Make sure you're also tackling Dd's behaviour. She shouldn't be messing up his lego/touching his stuff. She's younger than him, but old enough to be told to leave his stuff alone.

Spend some one-on-one time with him regularly.

If they're playing together successfully interrupt the game BEFORE it turns bad, don't let it get to the point that he gets annoyed. That way it can end as a success. You can praise him. He can feel what it's like to play successfully with her and not end up annoyed and in trouble. The more he associates playing with her being a positive experience the better the relationship between them will be.

Steelesauce · 04/11/2021 18:45

When mine get like this, I usually facilitate some one on one time with each of them. Its usually a fight for my attention. I had 3 kids in 5 years so its chaotic at times. They're allowed to feel jealous and you need to do your best to make sure things are equal be that treats, attention or praise.

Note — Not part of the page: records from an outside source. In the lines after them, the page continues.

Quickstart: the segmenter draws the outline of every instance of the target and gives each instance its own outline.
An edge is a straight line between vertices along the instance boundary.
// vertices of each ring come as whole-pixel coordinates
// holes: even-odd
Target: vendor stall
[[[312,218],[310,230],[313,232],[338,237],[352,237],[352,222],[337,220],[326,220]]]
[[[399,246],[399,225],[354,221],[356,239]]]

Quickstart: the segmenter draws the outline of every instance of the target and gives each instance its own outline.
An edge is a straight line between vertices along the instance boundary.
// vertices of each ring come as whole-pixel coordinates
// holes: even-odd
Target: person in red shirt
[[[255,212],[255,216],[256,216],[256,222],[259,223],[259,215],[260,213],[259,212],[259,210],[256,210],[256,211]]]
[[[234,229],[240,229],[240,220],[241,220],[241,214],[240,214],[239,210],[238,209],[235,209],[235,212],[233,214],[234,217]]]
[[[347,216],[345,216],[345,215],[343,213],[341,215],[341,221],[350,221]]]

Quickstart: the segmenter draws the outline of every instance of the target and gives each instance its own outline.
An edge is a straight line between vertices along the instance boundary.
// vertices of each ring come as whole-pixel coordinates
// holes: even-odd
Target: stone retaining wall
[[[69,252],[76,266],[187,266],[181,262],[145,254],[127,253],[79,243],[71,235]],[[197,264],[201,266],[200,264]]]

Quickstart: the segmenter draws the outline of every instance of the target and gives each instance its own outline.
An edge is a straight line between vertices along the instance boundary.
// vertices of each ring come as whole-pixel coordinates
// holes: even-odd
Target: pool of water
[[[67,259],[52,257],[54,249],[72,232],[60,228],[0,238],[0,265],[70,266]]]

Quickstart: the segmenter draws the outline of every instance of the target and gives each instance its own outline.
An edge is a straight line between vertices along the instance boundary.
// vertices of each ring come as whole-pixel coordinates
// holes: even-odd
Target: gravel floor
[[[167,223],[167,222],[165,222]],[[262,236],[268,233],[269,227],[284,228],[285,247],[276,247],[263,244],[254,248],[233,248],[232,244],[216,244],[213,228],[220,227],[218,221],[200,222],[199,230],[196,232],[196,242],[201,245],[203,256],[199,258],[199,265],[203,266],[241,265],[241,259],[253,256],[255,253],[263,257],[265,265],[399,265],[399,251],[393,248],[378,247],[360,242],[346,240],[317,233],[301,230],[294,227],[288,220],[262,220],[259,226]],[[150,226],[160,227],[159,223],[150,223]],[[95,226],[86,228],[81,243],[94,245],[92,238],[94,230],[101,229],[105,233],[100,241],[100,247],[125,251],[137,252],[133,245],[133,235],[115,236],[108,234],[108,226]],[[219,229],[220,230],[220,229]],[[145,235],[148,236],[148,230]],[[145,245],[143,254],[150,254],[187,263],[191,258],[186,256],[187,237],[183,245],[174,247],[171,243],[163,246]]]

Coronawireless · 04/11/2021 18:51

I echo pps.
One on one time with both children. Every day! And more time on special days.
And you need to get much tougher on him hitting her.
Also tough on her winding him up, touching his things etc.
Both children must respect each other’s things, bodies and space.
It’s doing him no favours to let him behave like this. One day your younger DD will want nothing to do with him and he will be bewildered as to why.
Parents have a huge input into sibling jealousy and fighting.

Steelesauce · 04/11/2021 18:51

I also gently remind my eldest sometimes that he had me for 3 years all to himself and his brother and sister didn't. That usually makes him a bit calmer with them.